Last week, a triptych by Francis Bacon, “Three Studies of Lucian Freud,” sold at auction for $142.4 million, a record auction price. The seller, an unnamed collector in Rome, gains significantly from the transaction as does the auction house and the agent for the buyer. There’s no benefit to the artist who died in 1992. To give the $142.4 million value of this work some sense of scale relative to the way art is experienced by the public, the amount is more than 15 times the annual budget of the Phoenix Art Museum and six times the value of its entire endowment fund. When art is sold at these prices, the only classes of people who don’t benefit are 1) artists and 2) the general public.
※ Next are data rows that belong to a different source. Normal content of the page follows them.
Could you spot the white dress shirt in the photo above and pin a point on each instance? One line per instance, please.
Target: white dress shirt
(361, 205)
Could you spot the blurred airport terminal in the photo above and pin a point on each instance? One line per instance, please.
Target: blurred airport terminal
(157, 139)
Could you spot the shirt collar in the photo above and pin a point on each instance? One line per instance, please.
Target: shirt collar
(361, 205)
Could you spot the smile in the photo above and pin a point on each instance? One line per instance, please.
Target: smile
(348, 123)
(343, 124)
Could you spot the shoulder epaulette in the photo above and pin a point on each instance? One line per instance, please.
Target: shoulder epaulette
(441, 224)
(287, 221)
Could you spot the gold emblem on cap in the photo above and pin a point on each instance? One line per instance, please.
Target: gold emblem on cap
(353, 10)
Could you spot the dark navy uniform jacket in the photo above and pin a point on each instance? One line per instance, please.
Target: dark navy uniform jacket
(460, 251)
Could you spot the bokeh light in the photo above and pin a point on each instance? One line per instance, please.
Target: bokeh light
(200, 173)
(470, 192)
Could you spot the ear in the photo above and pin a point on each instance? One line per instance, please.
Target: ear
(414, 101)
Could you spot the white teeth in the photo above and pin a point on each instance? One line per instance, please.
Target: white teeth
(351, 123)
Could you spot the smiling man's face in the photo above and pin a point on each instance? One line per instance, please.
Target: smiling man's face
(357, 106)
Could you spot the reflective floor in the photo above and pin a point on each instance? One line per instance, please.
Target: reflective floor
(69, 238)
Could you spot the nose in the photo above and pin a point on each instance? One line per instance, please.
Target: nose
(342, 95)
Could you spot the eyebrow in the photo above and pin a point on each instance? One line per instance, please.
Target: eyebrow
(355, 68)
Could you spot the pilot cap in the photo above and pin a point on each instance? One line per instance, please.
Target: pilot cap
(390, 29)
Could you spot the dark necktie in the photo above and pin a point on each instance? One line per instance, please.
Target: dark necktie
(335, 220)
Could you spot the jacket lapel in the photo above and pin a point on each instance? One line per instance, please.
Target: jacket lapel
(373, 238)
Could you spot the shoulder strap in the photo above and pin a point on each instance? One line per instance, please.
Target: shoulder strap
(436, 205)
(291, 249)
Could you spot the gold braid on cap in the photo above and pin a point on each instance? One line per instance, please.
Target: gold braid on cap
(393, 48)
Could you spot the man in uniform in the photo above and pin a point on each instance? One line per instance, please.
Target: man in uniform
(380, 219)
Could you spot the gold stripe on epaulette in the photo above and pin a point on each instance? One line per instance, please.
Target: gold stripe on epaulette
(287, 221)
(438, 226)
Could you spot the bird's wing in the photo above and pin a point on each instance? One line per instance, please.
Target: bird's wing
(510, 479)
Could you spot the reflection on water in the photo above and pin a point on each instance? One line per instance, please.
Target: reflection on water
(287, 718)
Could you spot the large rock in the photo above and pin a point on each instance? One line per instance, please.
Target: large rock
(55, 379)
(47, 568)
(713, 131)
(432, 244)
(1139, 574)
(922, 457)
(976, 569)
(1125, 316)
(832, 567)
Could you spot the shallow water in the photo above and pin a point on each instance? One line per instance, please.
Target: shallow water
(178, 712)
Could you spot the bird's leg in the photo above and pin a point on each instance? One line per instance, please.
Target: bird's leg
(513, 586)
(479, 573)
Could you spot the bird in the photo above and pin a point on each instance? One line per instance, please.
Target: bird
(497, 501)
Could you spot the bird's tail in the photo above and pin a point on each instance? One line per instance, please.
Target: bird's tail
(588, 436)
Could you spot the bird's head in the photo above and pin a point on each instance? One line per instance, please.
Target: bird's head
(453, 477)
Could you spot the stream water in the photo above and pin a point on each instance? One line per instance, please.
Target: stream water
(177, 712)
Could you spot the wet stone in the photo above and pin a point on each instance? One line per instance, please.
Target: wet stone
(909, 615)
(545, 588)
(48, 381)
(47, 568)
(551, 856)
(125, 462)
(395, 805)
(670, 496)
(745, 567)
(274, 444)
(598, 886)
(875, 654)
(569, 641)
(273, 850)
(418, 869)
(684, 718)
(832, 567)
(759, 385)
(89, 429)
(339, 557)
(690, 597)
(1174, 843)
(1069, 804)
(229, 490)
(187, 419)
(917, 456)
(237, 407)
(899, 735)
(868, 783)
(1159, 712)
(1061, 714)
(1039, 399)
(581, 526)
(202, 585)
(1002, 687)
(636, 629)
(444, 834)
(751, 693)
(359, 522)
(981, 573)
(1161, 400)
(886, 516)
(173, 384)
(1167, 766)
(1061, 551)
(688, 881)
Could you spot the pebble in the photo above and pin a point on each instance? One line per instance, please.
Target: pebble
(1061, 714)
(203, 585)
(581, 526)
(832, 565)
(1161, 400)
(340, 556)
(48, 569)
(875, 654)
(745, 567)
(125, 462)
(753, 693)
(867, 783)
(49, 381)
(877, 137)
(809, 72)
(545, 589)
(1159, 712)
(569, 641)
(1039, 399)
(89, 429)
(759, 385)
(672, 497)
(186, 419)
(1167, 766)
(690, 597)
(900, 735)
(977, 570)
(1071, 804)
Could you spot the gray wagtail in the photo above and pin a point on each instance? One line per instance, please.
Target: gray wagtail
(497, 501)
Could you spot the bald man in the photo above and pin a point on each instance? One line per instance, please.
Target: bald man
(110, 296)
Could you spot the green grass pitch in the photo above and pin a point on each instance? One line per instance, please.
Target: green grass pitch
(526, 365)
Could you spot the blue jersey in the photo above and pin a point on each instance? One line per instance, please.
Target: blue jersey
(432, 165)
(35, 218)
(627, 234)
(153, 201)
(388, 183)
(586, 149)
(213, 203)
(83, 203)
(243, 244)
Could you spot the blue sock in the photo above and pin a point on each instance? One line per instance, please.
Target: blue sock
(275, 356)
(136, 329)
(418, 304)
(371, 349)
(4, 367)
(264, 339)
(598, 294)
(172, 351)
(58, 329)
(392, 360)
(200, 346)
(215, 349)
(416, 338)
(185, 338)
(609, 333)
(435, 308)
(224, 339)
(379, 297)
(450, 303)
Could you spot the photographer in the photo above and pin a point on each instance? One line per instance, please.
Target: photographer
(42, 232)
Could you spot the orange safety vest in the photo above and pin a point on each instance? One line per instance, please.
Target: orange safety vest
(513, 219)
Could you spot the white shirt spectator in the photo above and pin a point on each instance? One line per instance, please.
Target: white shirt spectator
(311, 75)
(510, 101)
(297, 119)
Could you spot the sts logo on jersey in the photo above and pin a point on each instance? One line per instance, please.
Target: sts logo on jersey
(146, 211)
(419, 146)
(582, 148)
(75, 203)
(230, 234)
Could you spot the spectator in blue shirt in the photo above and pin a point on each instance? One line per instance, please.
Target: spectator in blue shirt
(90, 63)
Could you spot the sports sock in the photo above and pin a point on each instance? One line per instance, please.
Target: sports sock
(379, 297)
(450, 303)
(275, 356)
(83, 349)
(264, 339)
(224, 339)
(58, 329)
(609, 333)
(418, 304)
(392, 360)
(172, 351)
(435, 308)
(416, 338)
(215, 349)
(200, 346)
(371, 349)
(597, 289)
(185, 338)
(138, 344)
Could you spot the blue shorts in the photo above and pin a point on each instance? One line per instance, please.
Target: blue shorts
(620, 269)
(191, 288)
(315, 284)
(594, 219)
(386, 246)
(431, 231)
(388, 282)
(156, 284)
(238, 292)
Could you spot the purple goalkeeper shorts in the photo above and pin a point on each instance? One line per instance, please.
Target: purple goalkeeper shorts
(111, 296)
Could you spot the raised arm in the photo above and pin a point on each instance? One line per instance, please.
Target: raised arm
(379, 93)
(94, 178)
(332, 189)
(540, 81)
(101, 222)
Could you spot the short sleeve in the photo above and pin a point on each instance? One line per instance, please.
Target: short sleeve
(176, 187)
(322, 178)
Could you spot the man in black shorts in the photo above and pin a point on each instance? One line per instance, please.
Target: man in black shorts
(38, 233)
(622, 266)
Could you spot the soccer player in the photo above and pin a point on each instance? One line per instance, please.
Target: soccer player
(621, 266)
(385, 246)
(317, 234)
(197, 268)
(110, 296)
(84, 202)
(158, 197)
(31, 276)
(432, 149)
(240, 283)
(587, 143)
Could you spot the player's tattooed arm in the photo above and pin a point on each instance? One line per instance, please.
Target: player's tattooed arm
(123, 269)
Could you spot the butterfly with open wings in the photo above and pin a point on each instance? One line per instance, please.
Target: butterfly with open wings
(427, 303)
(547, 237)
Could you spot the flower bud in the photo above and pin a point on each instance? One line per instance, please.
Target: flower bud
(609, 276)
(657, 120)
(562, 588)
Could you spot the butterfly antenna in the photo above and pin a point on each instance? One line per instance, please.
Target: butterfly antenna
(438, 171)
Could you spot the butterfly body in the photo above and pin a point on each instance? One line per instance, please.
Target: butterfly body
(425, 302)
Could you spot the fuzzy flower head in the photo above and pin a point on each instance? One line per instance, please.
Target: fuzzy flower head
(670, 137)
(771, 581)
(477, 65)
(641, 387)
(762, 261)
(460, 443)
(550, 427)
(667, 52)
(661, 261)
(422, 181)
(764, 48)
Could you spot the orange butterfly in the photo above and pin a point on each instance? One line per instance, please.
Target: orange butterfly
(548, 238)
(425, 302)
So here’s a “what if” scenario, similar to a “what if” scenario I proposed for blockbuster commercial theatre hits: what if auction houses and agents paid a small percentage (say one half of one percent for the sake of argument) of the sale of blockbuster works of art into a fund that supports individual artists and free access to art museums. Unlike the theatre idea in which producers are asked to return some profit for the good of the system, in the high-dollar visual art market, the product is already produced – and the artist may very well have not benefitted during his or her lifetime. Those who do benefit could be contributing to a system in which artists – the living breathing kind who are actually making work – and mseum attendees would benefit. Last week’s sale at Christie’s totaled $691.5 million. Think about what an extra $3.5 million could do in your arts community.
Another entry in the “wild idea” category.